Everyone knows that laughter is good for you. Studies suggest it can buffer stress and increase your resistance to disease. Also, it just feels great to laugh. Advertisers have long used the allure of laughter to sell their products, and many Americans tune in to the Super Bowl just to chuckle at the funny commercials. However, when it comes to selling people on smart energy solutions, it could be hard to find a punch line. Could using humor as a marketing strategy make energy efficiency a bit more digestible?
Energy Impact Illinois, a grant recipient of the Energy Department’s Better Buildings Neighborhood Program (BBNP), is trying to find the funny in energy efficiency. The goal? Communicate the benefits of home energy upgrades and motivate local residents to take action in improving their buildings. The program has enlisted two comedians from Second City, a comedy theatre whose alumni include Tina Fey, Stephen Colbert, and Bill Murray to play “The Energy Bills,” friends who visit Chicago area homes distributing energy saving tips.

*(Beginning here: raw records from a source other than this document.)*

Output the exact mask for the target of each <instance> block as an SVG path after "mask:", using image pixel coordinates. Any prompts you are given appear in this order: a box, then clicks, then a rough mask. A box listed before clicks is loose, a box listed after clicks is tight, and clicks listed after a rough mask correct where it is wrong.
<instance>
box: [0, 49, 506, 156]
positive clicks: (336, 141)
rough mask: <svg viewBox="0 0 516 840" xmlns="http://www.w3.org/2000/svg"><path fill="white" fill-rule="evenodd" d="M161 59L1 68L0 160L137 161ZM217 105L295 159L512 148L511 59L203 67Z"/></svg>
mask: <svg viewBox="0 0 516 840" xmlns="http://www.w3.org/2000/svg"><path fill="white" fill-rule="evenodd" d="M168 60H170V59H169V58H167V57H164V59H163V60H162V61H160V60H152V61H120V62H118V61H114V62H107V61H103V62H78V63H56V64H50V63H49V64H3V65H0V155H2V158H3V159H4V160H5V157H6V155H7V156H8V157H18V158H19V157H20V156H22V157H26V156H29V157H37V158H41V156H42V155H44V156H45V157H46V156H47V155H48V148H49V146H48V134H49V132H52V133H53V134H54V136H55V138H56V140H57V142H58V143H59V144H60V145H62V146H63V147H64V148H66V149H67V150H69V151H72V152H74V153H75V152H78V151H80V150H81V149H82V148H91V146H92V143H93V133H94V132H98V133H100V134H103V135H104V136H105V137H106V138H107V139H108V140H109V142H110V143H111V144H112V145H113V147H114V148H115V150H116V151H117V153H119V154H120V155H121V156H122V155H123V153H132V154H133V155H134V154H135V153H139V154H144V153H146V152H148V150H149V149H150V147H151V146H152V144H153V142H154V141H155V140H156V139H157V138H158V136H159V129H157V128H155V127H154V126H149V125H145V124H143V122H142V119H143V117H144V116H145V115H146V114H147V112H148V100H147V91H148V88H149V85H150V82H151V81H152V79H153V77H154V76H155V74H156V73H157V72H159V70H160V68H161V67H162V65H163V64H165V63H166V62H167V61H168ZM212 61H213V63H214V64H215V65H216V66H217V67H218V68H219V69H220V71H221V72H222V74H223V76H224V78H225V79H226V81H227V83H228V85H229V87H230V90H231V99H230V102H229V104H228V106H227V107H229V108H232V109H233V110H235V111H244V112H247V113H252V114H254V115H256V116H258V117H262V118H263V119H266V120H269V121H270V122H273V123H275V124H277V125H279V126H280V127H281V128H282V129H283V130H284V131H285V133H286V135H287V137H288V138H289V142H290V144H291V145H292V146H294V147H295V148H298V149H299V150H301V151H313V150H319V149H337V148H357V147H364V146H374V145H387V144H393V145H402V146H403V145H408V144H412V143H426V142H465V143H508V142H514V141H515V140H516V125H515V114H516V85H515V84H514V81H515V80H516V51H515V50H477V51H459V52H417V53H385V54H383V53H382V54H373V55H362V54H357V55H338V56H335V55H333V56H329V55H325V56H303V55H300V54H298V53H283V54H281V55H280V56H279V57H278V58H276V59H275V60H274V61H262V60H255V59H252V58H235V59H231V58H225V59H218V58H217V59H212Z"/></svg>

“Little Bill” knows all the tricks to make your home more energy efficient and your bills, well, little. “Big Bill’s” actions show how everything from overuse or misuse of appliances to not understanding heating and cooling can result in energy waste — costing you money. You can witness the comedy in their online video series.
The contrast of the Bills is quite amusing, but jokes aside, Energy Impact Illinois is spreading an important message. You have a choice between two bills. Instructions on how to learn more or participate in Energy Impact Illinois’ program are on their website, Facebook page, and Twitteraccount. The website also offers a tool called MyHomeEQ, which lets Chicago area residents calculate about how much energy they could save with energy upgrades and helps them come up with a customized plan to get rid of their Big Bill, all while connecting them with local contractors.
This is just one partner’s creative approach to spreading the good message about how energy efficiency can lead to better bills, better comfort, and a better economy.
So why did the LED light bulb cross the road? Because it knew that the grass and the houses were greener on the other side. Ok, so maybe I’m not as funny as Energy Impact Illinois, but you gotta give me an “A” for effort!